1
- every intermediate number in a valid construction is a consecutive block of digits from X
- So we start with X and successively take off one digit from either end until you reach a single digit, but ensuring that for each iteration, we pick the construction that gives us the maximum numbers divisible by M.
- Consider a contiguous sub-block of X, say X[i…j]. This number must have been formed by adding a digit to a smaller block. There are two possibilities:
- Left Addition: If the leftmost digit X[i] was added last, then before that step the block was X[i+1…j]
- Right Addition: If the rightmost digit X[j] was added last, then before that step the block was X[i…j-1]
- The recursive structure is built on these 2 cases
- In addition, at the current level we check if the number X[i…j] is divisible by M and count it if it is
- We can notice that the optimal solution for X[i…j] depends on the solutions for the two smaller problems: X[i+1…j] and X[i…j-1]
- From that, we can conclude that this is a dynamic programming problem
2
- C(a,b) := the maximum number of intermediate numbers that are divisible by M when building the part of X that goes from digit a to digit b.

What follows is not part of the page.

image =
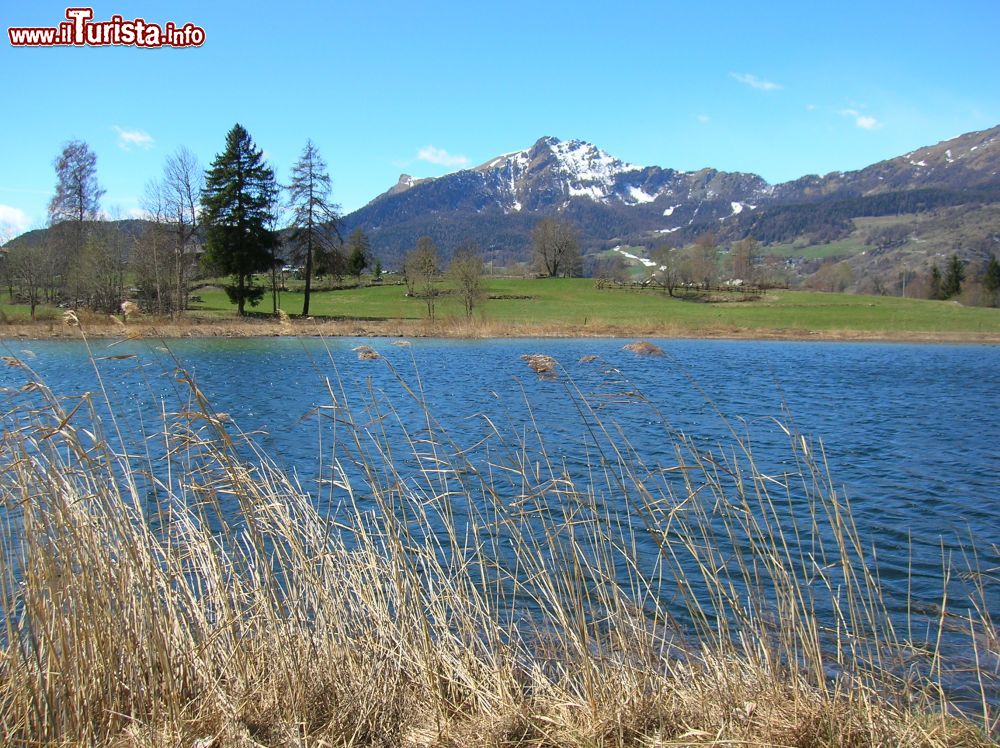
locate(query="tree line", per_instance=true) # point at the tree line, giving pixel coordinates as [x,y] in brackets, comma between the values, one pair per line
[223,221]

- Sub-problem representation:
- Given a list of valid consecutive numbers that grow to form X from a to b, what is the maximum count of numbers divisible by M
- If X has n digits, then each unique subproblem is defined by a pair (a, b) where 1 ⇐ a ⇐ b ⇐ n
- The total number of distinct sub-problems is given by the number of such pairs: n(n + 1)/2
3
Given the digit X[a…b]:
- if a > b (invalid; could represent the state where there are no digits):
- C(a,b) = 0
- if a = b (base case; a single digit):
- C(a,b) = 1 if X[a] % M == 0 else 0
- for all a < b (recursive case):
- C(a,b) = max(C(a+1, b), C(a, b-1)) + (X[a…b] % M == 0 ? 1 : 0)